De Nederlandse leden van de Conventie trekken goed met elkaar op en doen vaak ook samen voorstellen voor amendering. Dat draagt bij aan de resultaten: van onze amendementen zijn er intussen verscheidene overgenomen. Een van de dingen waar we het in ieder geval over eens zijn is dat het Handvest de verhouding met het Europese Verdrag tot bescherming van de rechten van de mens (EVRM) niet mag vertroebelen. Het EG-Hof van Justitie in Luxemburg richt zich weliswaar naar het EVRM, maar heeft een toetreding van de Europese Gemeenschap tot dat verdrag in 1997 tegengehouden.
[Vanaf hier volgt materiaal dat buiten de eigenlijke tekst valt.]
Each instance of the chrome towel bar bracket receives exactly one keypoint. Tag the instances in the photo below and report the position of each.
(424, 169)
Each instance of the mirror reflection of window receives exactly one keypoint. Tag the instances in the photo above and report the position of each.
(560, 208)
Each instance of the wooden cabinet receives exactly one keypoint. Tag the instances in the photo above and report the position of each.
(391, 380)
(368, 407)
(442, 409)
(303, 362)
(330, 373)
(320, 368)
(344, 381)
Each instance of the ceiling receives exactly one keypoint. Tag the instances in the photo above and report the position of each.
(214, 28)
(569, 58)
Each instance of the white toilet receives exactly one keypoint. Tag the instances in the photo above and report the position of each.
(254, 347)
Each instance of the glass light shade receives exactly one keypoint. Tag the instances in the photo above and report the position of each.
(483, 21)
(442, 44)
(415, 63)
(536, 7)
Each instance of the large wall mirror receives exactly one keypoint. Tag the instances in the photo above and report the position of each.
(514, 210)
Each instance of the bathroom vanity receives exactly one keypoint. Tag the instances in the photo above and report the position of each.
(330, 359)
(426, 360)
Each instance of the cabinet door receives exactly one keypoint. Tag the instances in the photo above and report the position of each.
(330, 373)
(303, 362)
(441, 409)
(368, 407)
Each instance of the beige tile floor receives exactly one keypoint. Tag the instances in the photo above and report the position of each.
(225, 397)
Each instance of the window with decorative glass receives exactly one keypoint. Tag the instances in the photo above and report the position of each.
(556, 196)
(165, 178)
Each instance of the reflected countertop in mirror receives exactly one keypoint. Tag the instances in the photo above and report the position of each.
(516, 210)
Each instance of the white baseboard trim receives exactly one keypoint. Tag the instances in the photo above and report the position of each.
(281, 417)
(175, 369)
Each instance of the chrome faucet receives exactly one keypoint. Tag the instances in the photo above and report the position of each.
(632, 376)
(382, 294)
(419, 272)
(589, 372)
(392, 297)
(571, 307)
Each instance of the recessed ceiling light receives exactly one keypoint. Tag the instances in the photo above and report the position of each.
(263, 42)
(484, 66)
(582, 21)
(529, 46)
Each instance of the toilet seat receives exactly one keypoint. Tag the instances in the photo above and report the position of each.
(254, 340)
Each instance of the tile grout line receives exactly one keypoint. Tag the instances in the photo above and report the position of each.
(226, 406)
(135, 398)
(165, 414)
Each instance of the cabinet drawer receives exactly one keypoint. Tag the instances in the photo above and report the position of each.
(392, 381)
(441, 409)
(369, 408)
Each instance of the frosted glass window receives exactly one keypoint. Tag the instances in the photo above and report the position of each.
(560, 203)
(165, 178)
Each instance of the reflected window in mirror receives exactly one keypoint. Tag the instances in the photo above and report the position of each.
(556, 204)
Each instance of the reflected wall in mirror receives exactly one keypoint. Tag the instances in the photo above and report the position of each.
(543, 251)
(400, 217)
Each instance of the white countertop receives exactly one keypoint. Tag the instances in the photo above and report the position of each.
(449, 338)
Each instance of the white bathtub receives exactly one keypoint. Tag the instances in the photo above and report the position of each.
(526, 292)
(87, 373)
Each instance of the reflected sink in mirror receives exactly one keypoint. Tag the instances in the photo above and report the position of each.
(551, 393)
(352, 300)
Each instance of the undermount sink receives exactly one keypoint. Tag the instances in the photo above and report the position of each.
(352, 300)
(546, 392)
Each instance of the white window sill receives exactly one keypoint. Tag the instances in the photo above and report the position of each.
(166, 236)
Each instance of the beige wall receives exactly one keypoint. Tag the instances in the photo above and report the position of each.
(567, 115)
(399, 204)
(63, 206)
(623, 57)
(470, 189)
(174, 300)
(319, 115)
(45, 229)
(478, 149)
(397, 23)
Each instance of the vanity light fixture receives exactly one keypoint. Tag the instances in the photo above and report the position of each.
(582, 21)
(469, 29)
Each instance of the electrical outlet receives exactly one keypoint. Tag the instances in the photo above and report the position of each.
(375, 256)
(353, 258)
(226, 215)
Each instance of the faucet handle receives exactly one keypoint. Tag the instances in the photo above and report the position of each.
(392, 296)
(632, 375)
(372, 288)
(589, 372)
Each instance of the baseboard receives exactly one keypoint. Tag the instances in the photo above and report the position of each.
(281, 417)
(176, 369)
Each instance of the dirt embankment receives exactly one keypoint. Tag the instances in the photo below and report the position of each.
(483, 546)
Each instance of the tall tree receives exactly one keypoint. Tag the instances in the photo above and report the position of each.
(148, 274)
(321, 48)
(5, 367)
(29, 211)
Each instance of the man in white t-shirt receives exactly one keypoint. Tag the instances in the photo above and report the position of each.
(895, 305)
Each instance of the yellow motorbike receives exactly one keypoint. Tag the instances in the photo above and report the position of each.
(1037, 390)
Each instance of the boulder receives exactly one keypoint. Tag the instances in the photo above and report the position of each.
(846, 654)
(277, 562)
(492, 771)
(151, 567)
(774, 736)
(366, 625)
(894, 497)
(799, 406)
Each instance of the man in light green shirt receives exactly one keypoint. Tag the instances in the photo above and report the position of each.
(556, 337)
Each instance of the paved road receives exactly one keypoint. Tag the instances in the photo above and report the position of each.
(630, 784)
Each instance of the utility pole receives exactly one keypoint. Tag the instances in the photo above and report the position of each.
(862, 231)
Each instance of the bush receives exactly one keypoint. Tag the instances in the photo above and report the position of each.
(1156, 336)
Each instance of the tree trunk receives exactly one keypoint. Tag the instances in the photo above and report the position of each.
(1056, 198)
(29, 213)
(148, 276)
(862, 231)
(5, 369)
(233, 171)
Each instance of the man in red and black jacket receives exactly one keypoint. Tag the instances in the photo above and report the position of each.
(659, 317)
Wij vinden het daarom belangrijk dat de aansluiting van de Europese Unie en de Europese Gemeenschappen bij het EVRM weer aan de orde komt. Van Nederlandse kant wordt daar in de conventie steeds op aangedrongen: het zou een hoop complicaties voorkomen. Niemand is er echt mee gediend als straks twee hoogste rechters vergelijkbare grondrechten verschillend gaan interpreteren en toepassen. Daarom ook heeft de Eerste Kamer in een unaniem aangenomen motie er bij de Nederlandse regering op aangedrongen meer werk te maken van die toetreding tot het EVRM.
Hoe het werk aan het Handvest zal aflopen, is nog onzeker. De voorzitter, de vroegere Duitse president Roman Herzog, houdt het tempo erin, maar in de zomer of uiterlijk in september zullen nog lastige beslissingen moeten worden genomen waarvan nu al duidelijk is dat daarover verschillend wordt gedacht: het rechtskarakter van het handvest, de verhouding tot het EVRM en de vraag welke sociale grondrechten in het handvest zullen spelen. Het zijn stuk voor stuk onderwerpen die wij in de Eerste Kamer van veel belang achten en waarover ook gesproken wordt in de kamercommissies die het werk aan het Handvest volgen.